In May 1974, while KDCD was still operating, Midland Telecasting sued Midland–Odessa's three TV stations—KMID-TV, KOSA-TV, and KMOM-TV—as well as cable companies in Midland and Odessa—for antitrust damages. It alleged that the companies had scuttled a plan for KDCD-TV to use West Texas Microwave services to bring programs into the station at a rate of $475 a month, far less than the $17,975 a month charged by competitor Southwestern Bell. A 1976 countersuit for libel by Tall City Cable Co. in Midland noted that among the mentioned programs were Canadian Football League games and educational programming from KERA-TV in Dallas. The antitrust suit resulted in a license challenge to KMOM-TV and its sister stations, which in turn produced a distress sale of the set to minority-owned firms.

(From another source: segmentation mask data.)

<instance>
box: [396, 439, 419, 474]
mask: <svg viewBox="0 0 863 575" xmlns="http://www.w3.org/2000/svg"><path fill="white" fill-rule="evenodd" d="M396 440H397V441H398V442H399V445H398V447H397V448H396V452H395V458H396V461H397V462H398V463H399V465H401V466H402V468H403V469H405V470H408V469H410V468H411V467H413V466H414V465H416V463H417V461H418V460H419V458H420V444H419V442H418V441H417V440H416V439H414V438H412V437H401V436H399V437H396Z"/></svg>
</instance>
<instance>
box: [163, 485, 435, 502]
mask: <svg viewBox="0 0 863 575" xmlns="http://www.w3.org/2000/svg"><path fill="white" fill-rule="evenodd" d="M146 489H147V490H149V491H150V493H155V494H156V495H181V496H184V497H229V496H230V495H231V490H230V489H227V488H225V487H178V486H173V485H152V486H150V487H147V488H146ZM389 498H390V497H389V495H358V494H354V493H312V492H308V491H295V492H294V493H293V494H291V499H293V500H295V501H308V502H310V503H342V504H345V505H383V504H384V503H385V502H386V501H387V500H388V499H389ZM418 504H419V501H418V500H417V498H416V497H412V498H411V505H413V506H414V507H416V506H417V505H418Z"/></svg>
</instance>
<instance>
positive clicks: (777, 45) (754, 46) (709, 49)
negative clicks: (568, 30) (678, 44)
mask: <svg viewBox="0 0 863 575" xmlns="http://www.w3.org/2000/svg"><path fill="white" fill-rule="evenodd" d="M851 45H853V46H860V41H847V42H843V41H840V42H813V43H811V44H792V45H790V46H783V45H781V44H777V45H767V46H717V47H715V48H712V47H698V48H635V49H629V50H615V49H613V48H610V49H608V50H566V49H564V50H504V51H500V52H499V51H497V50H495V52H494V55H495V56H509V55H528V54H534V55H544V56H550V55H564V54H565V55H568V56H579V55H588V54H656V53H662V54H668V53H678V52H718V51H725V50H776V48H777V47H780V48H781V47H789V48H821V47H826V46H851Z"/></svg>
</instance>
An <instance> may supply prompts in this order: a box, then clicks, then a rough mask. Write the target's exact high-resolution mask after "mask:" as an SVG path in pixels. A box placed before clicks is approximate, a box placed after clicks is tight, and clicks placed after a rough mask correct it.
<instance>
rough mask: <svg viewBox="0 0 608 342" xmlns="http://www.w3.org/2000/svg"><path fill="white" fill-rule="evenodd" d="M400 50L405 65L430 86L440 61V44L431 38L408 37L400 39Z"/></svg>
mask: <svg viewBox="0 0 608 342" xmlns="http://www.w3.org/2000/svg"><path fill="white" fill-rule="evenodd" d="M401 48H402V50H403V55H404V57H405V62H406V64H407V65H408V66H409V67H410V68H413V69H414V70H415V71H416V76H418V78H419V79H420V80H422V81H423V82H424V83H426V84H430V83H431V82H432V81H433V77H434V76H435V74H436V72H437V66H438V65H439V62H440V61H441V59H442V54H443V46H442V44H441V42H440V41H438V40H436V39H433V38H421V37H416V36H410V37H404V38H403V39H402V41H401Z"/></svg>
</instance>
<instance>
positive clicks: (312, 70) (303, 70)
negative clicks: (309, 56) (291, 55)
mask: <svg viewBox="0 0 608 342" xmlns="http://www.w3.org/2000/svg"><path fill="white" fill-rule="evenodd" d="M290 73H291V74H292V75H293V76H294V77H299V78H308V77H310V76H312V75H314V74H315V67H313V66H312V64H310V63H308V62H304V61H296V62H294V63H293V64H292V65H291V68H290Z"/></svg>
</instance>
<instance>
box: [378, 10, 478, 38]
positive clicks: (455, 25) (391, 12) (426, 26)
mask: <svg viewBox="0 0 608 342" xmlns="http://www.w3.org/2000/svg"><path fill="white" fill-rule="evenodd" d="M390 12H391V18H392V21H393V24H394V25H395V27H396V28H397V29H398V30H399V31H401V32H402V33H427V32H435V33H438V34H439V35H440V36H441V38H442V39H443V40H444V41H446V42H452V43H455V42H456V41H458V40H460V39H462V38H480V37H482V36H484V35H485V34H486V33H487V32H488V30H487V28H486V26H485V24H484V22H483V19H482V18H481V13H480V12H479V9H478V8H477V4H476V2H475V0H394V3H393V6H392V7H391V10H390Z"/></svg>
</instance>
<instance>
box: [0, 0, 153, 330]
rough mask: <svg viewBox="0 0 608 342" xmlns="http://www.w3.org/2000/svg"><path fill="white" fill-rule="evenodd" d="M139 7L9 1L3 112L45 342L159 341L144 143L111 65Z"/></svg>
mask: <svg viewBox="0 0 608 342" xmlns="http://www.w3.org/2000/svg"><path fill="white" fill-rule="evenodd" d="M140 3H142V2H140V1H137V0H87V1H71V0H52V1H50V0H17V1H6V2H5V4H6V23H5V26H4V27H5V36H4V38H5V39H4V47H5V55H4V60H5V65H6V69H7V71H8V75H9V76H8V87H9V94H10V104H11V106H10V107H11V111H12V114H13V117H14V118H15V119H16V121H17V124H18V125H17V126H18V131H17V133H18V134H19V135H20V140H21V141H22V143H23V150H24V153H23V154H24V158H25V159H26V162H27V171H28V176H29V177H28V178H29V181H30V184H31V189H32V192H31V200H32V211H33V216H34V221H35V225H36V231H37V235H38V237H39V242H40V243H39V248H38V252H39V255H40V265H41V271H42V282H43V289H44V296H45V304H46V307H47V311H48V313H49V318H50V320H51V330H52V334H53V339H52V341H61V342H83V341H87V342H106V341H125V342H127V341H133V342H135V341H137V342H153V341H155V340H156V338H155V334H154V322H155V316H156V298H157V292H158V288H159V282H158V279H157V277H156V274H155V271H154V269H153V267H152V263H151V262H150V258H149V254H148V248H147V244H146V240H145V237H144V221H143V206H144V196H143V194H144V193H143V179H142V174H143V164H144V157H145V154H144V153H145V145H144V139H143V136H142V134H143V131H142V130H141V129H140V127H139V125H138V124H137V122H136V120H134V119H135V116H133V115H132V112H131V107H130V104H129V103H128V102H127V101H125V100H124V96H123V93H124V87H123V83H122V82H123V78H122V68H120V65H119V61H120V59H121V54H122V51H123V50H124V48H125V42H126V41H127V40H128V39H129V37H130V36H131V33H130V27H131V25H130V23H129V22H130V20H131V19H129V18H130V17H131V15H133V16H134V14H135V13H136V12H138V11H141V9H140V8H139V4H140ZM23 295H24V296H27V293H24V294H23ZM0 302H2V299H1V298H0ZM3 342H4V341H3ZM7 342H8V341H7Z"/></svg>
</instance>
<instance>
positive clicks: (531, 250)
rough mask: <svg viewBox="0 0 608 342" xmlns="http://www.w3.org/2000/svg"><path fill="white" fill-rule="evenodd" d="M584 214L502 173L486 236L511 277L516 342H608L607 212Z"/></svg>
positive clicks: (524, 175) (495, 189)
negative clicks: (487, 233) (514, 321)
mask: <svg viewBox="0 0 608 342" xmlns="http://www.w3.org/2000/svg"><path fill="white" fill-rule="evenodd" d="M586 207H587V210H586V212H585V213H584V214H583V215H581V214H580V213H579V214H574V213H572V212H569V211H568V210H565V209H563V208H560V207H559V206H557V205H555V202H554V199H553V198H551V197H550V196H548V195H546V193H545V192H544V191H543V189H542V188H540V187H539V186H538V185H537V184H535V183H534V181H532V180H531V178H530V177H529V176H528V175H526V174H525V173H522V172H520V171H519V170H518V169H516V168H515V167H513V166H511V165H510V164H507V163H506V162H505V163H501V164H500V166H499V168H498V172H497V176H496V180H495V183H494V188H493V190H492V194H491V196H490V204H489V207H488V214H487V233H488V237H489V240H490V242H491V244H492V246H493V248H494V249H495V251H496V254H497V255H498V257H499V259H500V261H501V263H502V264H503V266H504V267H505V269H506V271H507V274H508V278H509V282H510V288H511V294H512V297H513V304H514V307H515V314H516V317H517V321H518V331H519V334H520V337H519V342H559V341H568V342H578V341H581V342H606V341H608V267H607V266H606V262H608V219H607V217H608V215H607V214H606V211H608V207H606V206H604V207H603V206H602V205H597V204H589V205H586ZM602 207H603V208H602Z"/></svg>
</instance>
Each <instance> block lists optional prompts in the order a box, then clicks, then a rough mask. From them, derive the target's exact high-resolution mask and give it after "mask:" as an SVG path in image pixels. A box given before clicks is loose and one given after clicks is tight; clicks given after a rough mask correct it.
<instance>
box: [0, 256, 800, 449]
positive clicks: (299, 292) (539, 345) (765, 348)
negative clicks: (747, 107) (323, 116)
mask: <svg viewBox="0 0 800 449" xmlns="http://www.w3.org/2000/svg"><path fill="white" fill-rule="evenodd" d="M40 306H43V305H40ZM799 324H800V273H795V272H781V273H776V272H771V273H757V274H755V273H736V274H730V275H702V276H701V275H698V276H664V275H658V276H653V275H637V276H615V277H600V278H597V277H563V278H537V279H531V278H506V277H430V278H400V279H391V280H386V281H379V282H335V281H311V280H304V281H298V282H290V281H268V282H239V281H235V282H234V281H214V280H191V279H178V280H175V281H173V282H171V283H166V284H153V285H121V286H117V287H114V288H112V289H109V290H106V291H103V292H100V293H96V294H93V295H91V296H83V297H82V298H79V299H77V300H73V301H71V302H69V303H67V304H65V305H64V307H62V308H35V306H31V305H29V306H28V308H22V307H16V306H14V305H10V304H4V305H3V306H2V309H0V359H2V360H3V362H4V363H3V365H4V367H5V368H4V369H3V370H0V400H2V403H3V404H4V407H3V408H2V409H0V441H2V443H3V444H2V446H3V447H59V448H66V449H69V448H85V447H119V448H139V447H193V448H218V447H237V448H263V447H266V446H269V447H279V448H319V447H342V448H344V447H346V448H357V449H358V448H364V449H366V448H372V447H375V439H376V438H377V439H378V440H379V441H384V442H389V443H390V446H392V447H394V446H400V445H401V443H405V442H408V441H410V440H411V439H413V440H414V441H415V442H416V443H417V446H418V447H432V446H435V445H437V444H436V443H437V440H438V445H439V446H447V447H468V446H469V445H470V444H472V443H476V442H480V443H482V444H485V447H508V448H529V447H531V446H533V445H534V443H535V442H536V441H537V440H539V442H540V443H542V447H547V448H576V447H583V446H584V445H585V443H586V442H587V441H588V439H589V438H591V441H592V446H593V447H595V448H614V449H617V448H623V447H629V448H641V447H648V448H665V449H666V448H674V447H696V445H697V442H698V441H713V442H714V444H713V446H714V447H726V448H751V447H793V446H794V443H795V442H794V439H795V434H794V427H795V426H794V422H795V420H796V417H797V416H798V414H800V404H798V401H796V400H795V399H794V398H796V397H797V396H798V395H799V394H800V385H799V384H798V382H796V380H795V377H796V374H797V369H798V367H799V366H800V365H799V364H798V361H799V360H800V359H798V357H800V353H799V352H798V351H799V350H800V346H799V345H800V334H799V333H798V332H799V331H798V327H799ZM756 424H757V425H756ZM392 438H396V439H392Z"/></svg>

The Calvin Simmons Evangelistic Association and others contracted in 1981 to buy KDCD-TV from Chet Darwin for $350,000. The group had plans to petition for a newer, higher-power facility. Despite receiving FCC approval in February 1982, the deal never went through as the buyers refused to close the deal, and Midland Telecasting sued the buyers in May 1982 for $10 million. In 1984, the FCC designated a second deal to sell the station to Plains Television, Ltd., for comparative hearing against a new application for channel 18 by West Texas Communications. On May 14, 1985, the FCC granted the West Texas Communications application and dismissed the KDCD sale attempt.